Though the dance interpretations to the songs weren't primarily acute, I enjoyed how the quartet replicated horse trots on "Four Strong Winds," matched the "a-swingin' I must go" lyric of "Sam Hall" with swinging steps and, most dramatically, to Cash's phenomenal take on "Hurt," portrayed the pain addiction inflicts not only on the user--as deftly embodied by Barbosa--but those who try to provide help, support and love.

It seems probable I won't ever see The Man in Black piece again, at least by a world-class ballet troupe, so I'm especially glad I did.

The third and final number of Unique Voices--titled Tulle, choreographed by Alexander Ekman and featuring numerous dancers including Rocas in a prominent role--was also fascinating and fantastic.

Staged by Marie-Louise Sid-Sylwander and Joakim Stephenson, with some rather haunting music by Mikael Karlsson, Tulle is--per the program notes--"a loving commentary on ballet where Alexander Ekman explores the coded world of classical ballet ... [and] enables the audience to rethink the way in which we perceive ballet."

There is a large cast of dancers in tutus, but also the sounds of a static-laden radio broadcast and video screens that at time show ballerinas speaking candidly about their art--and fears.

"What if they laugh at me; what if they throw tomatoes at me; I have a love/hate relationship with my point shoes," impart a pair of dancers, one of whom I'm pretty sure was Christine Rocas.

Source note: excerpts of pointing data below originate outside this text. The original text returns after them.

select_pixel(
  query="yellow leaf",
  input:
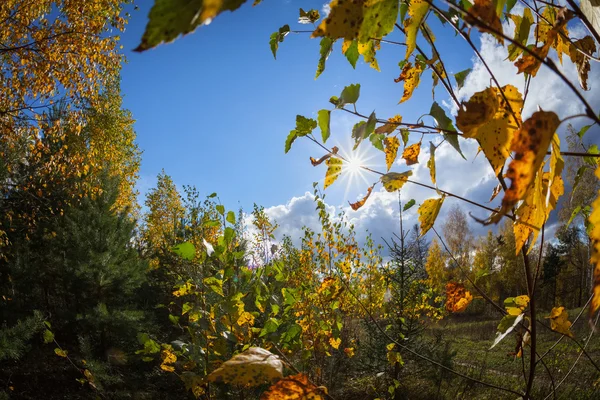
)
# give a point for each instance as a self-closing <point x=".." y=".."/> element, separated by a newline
<point x="294" y="387"/>
<point x="559" y="321"/>
<point x="393" y="181"/>
<point x="582" y="62"/>
<point x="334" y="167"/>
<point x="594" y="220"/>
<point x="391" y="145"/>
<point x="411" y="153"/>
<point x="335" y="343"/>
<point x="431" y="162"/>
<point x="530" y="145"/>
<point x="361" y="202"/>
<point x="428" y="212"/>
<point x="487" y="118"/>
<point x="252" y="367"/>
<point x="417" y="9"/>
<point x="410" y="76"/>
<point x="485" y="10"/>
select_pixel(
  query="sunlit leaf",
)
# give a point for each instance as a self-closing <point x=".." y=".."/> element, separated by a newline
<point x="431" y="162"/>
<point x="326" y="48"/>
<point x="411" y="76"/>
<point x="391" y="144"/>
<point x="323" y="118"/>
<point x="417" y="10"/>
<point x="559" y="321"/>
<point x="252" y="367"/>
<point x="294" y="387"/>
<point x="411" y="153"/>
<point x="334" y="167"/>
<point x="355" y="206"/>
<point x="428" y="212"/>
<point x="393" y="181"/>
<point x="170" y="18"/>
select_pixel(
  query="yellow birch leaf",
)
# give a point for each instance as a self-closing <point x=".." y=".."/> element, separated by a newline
<point x="582" y="62"/>
<point x="334" y="167"/>
<point x="417" y="9"/>
<point x="594" y="220"/>
<point x="361" y="202"/>
<point x="411" y="153"/>
<point x="391" y="145"/>
<point x="530" y="144"/>
<point x="411" y="77"/>
<point x="393" y="181"/>
<point x="488" y="118"/>
<point x="294" y="387"/>
<point x="252" y="367"/>
<point x="559" y="321"/>
<point x="428" y="212"/>
<point x="431" y="162"/>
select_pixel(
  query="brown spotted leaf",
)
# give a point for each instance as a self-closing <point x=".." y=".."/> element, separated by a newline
<point x="391" y="145"/>
<point x="489" y="119"/>
<point x="334" y="167"/>
<point x="410" y="75"/>
<point x="294" y="387"/>
<point x="530" y="144"/>
<point x="428" y="212"/>
<point x="411" y="153"/>
<point x="252" y="367"/>
<point x="361" y="202"/>
<point x="393" y="181"/>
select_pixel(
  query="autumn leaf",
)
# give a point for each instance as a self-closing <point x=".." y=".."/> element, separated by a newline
<point x="417" y="10"/>
<point x="530" y="144"/>
<point x="360" y="20"/>
<point x="582" y="62"/>
<point x="361" y="202"/>
<point x="428" y="212"/>
<point x="489" y="119"/>
<point x="393" y="181"/>
<point x="559" y="321"/>
<point x="431" y="162"/>
<point x="294" y="387"/>
<point x="252" y="367"/>
<point x="391" y="145"/>
<point x="410" y="76"/>
<point x="411" y="153"/>
<point x="334" y="167"/>
<point x="170" y="18"/>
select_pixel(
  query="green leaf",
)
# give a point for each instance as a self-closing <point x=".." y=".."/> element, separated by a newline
<point x="443" y="122"/>
<point x="326" y="48"/>
<point x="377" y="141"/>
<point x="323" y="118"/>
<point x="352" y="53"/>
<point x="461" y="76"/>
<point x="170" y="18"/>
<point x="583" y="130"/>
<point x="216" y="285"/>
<point x="304" y="125"/>
<point x="230" y="217"/>
<point x="363" y="129"/>
<point x="277" y="37"/>
<point x="349" y="95"/>
<point x="185" y="250"/>
<point x="290" y="139"/>
<point x="408" y="205"/>
<point x="48" y="336"/>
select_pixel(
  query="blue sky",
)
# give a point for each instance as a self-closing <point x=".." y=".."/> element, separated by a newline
<point x="214" y="108"/>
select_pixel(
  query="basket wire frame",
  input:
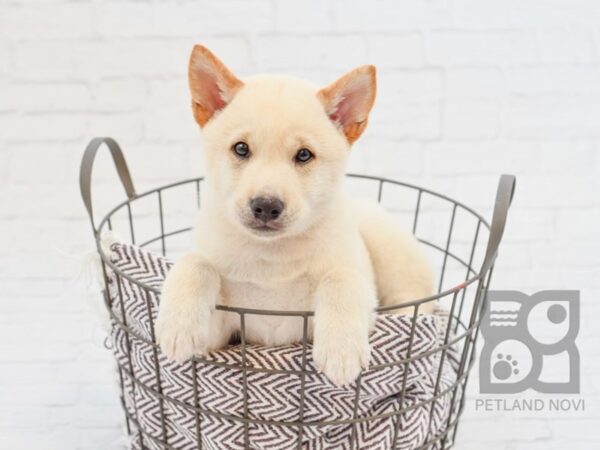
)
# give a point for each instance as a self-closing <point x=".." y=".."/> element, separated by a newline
<point x="460" y="333"/>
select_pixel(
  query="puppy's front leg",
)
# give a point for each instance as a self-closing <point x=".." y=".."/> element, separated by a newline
<point x="343" y="317"/>
<point x="187" y="323"/>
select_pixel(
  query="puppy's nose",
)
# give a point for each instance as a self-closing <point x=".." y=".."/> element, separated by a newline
<point x="266" y="208"/>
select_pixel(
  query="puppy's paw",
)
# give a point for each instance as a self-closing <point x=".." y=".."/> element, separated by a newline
<point x="341" y="357"/>
<point x="182" y="334"/>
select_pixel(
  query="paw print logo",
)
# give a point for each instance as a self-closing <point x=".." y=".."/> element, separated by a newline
<point x="505" y="367"/>
<point x="528" y="340"/>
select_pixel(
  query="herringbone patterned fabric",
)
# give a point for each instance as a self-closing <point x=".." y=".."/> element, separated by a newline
<point x="210" y="415"/>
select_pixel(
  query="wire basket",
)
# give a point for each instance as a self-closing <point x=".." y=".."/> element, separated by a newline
<point x="461" y="244"/>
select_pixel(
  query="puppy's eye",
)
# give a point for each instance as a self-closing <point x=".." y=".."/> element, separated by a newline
<point x="303" y="155"/>
<point x="241" y="149"/>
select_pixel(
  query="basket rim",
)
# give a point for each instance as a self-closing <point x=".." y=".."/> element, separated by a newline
<point x="473" y="276"/>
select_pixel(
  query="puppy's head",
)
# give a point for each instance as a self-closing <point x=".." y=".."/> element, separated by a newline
<point x="276" y="147"/>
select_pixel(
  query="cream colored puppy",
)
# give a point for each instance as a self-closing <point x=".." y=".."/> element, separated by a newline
<point x="276" y="230"/>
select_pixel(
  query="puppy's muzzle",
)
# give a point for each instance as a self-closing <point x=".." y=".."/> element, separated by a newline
<point x="266" y="209"/>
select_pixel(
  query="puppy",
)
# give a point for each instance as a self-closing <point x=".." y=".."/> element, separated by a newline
<point x="276" y="230"/>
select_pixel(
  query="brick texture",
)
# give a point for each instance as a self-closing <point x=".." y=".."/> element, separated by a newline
<point x="469" y="89"/>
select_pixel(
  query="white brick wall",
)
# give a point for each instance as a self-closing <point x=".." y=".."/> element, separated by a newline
<point x="469" y="89"/>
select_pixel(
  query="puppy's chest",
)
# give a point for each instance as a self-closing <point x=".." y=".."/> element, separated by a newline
<point x="270" y="294"/>
<point x="297" y="294"/>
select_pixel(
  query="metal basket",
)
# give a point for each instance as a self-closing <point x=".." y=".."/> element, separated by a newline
<point x="471" y="255"/>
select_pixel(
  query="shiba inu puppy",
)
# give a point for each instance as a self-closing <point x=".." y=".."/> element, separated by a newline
<point x="276" y="230"/>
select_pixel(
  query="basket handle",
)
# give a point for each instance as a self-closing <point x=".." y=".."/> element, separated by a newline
<point x="85" y="172"/>
<point x="504" y="196"/>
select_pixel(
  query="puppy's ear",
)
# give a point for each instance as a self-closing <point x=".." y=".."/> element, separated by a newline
<point x="212" y="84"/>
<point x="349" y="100"/>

The unique A/V accoutrement to Tulle also served to enlighten that ballet began as a social dance form--not a theatrical one--done by aristocrats at official functions as proof of their stature, with King Louis XIV of France said to have been an excellent ballet dancer.

Tulle also had a segment centered around a circus couple enacted by Ogulcan Borova and Amanda Assucena, with the latter pirouetting at least 25 straight revolutions at one point in the most demonstrably impressive spectacle of the entire show.

Altogether, the 2-hour performance--inclusive of two 15-minute intermissions--was rather scintillating.

I effusively bestowed a standing ovation at the end of Tulle--in appreciation for it and the earlier pieces--but was puzzled as to why I was in the vast minority of those, aptly, given what we had witnessed, on their feet.

When opportunity allows, I certainly wouldn't mind viewing a full-work ballet such as Swan Lake, Romeo and Juliet or, once again, Giselle or The Nutcracker.

But for what I surmise to be described as contemporary ballet, with innovative pieces fueled by the imagination of gifted choreographers, stagers and dancers, Unique Voices spoke to me in a powerful way.

So while I still doubt I will become a ballet regular, Joffrey subscriber or dance aficionado, I hope it's sooner than later that I come back to take another spin.